I’m ready to make the leap! Are you? See you on the other side.


  1. Great advice as ever Cat.

    The main reason why people leaving the workforce to go alone (be it freelance, consulting or starting a business) fail is that haven’t got the physical proof ($$$) that their alternative choice will be a success.

    All too often, it is just a dream and, unfortunately, that is never enough.

    I cannot, therefore, overstate the importance of point 2.

    Good luck with this next stage of your working life !!

    • Cat Alford/ Budget Blonde says:

      Thank you! It’s so hard to get to #2 but I’ll never forget how great it felt when I realized I made more than my day job!!

  2. Candice says:

    I just found this blog and I am in love! I recently started a blog and I’ve been doing very few freelancing writing jobs for people and it’s something I want to grow so that I can one day work for myself. I love these tips.

  3. Yep, freelancing isn’t for the faint-hearted. Some months you can fall smack below your living needs and thats scary! In addition to your points, one needs the emotional constitution to see things through – a toughness and persevearance to make things work and patience to see the results of all efforts expended.
    One also ought to be an all-rounder, as a freelancer you handlee most of your stuff from marketing, landing clients, support-office stuff…just about everything!

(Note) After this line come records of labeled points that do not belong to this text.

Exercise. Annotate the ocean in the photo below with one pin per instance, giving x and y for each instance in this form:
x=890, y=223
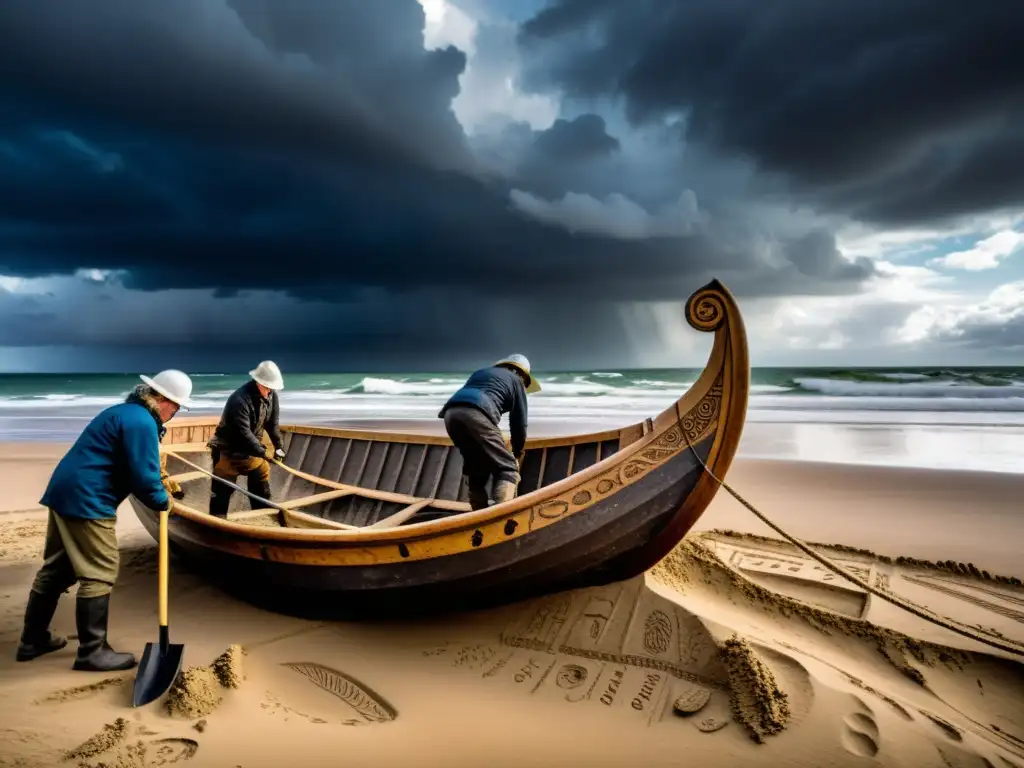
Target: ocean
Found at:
x=953, y=418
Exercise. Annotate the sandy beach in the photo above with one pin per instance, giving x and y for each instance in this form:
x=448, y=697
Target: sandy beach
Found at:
x=794, y=667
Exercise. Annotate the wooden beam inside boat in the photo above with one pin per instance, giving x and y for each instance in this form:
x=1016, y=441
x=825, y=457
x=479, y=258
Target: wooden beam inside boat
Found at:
x=296, y=519
x=374, y=494
x=400, y=516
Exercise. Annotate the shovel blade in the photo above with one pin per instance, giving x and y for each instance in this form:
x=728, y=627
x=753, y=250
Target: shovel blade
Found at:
x=157, y=672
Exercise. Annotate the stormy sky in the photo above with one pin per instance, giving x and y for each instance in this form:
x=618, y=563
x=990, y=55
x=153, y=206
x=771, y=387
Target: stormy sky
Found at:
x=402, y=184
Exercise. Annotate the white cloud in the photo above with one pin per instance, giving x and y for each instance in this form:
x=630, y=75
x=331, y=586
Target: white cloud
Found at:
x=859, y=240
x=986, y=254
x=996, y=320
x=448, y=25
x=488, y=94
x=615, y=216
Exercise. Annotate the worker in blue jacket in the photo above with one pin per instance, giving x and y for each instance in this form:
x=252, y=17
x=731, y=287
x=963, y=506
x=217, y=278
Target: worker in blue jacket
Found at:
x=471, y=419
x=118, y=454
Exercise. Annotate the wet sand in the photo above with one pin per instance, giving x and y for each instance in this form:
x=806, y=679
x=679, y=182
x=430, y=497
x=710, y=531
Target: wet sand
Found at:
x=734, y=650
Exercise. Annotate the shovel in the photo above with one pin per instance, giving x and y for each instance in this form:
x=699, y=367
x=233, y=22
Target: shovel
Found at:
x=162, y=660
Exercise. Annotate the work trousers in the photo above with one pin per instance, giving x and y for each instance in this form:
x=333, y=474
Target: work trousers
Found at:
x=230, y=466
x=484, y=454
x=82, y=550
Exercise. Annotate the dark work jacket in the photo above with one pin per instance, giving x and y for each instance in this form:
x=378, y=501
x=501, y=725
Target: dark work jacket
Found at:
x=118, y=454
x=245, y=417
x=496, y=390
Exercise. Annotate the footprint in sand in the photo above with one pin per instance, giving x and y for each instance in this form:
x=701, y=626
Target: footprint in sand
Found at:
x=948, y=730
x=119, y=743
x=368, y=707
x=860, y=734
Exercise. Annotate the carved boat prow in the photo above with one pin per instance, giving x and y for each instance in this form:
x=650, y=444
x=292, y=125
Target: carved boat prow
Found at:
x=592, y=508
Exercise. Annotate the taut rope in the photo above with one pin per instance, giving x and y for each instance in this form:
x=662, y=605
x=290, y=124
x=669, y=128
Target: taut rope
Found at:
x=1009, y=646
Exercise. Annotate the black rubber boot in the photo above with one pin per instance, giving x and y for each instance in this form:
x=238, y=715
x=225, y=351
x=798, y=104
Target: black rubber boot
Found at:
x=36, y=637
x=94, y=654
x=262, y=489
x=504, y=492
x=477, y=496
x=220, y=497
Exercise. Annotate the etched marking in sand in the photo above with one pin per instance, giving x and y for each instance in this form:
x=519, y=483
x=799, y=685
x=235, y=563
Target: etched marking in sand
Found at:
x=656, y=632
x=784, y=560
x=274, y=706
x=757, y=700
x=620, y=645
x=571, y=676
x=961, y=594
x=602, y=624
x=947, y=729
x=692, y=699
x=860, y=732
x=715, y=716
x=369, y=705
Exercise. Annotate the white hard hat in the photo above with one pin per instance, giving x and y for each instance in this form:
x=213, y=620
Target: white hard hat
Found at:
x=520, y=361
x=174, y=385
x=267, y=374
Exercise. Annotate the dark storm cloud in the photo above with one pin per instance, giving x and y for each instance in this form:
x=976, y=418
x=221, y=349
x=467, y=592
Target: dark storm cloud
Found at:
x=894, y=112
x=307, y=148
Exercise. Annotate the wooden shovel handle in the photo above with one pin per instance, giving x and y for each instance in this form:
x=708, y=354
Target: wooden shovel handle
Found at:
x=163, y=566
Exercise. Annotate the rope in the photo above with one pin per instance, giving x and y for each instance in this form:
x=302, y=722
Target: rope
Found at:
x=1010, y=646
x=252, y=496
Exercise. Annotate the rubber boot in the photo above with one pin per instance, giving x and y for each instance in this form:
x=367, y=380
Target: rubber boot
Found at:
x=261, y=488
x=477, y=496
x=36, y=637
x=504, y=491
x=220, y=497
x=94, y=654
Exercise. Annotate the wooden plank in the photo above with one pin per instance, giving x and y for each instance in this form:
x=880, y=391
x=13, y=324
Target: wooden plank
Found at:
x=399, y=517
x=302, y=520
x=374, y=494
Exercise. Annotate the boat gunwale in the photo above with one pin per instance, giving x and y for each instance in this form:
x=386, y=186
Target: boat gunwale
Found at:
x=429, y=528
x=729, y=340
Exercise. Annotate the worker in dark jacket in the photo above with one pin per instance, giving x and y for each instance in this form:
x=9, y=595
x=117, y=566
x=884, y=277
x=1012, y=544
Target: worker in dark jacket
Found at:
x=237, y=446
x=471, y=419
x=118, y=454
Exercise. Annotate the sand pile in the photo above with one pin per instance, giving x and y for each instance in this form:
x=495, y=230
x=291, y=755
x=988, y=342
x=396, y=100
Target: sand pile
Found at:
x=20, y=539
x=227, y=667
x=197, y=692
x=692, y=562
x=757, y=700
x=112, y=735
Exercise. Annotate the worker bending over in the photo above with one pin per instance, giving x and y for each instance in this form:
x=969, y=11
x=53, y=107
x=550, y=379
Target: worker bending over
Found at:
x=118, y=454
x=237, y=446
x=471, y=419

    • Cat Alford/ Budget Blonde says:

      Ah yes, it’s a very emotional experience. Gotta be tough and not beat yourself up too much! And yes, it’s amazing how many skills you have to have to be a one man (or one lady) team

  4. Catherine I can identify with this post. I am on the other side as I took the plunge first to walk away from the career that was no longer serving / did a stint in the temp world, only to find myself yet again in the pinch to be freelancing on a full-time basis.

    Yes you get to face your fears head on a daily basis. Yet I am in constant amazement on how things slowly fall into place. My focus right now is taking consistent daily actions that will support my freelance work and business to grow.

    • Cat Alford/ Budget Blonde says:

      I used to worry about not getting new jobs or that having a good month was just a fluke, but I find that staying relevant and keeping at it makes the opportunities keep coming.

  5. Marissa says:

    It’s not an easy feat to move from a 9-5 to a 24-hour job if you know what I mean. But you are right ultimately it’s a decision only the person can make. It’s essential to plan and prepare yourself for what will come. and believe it will be great!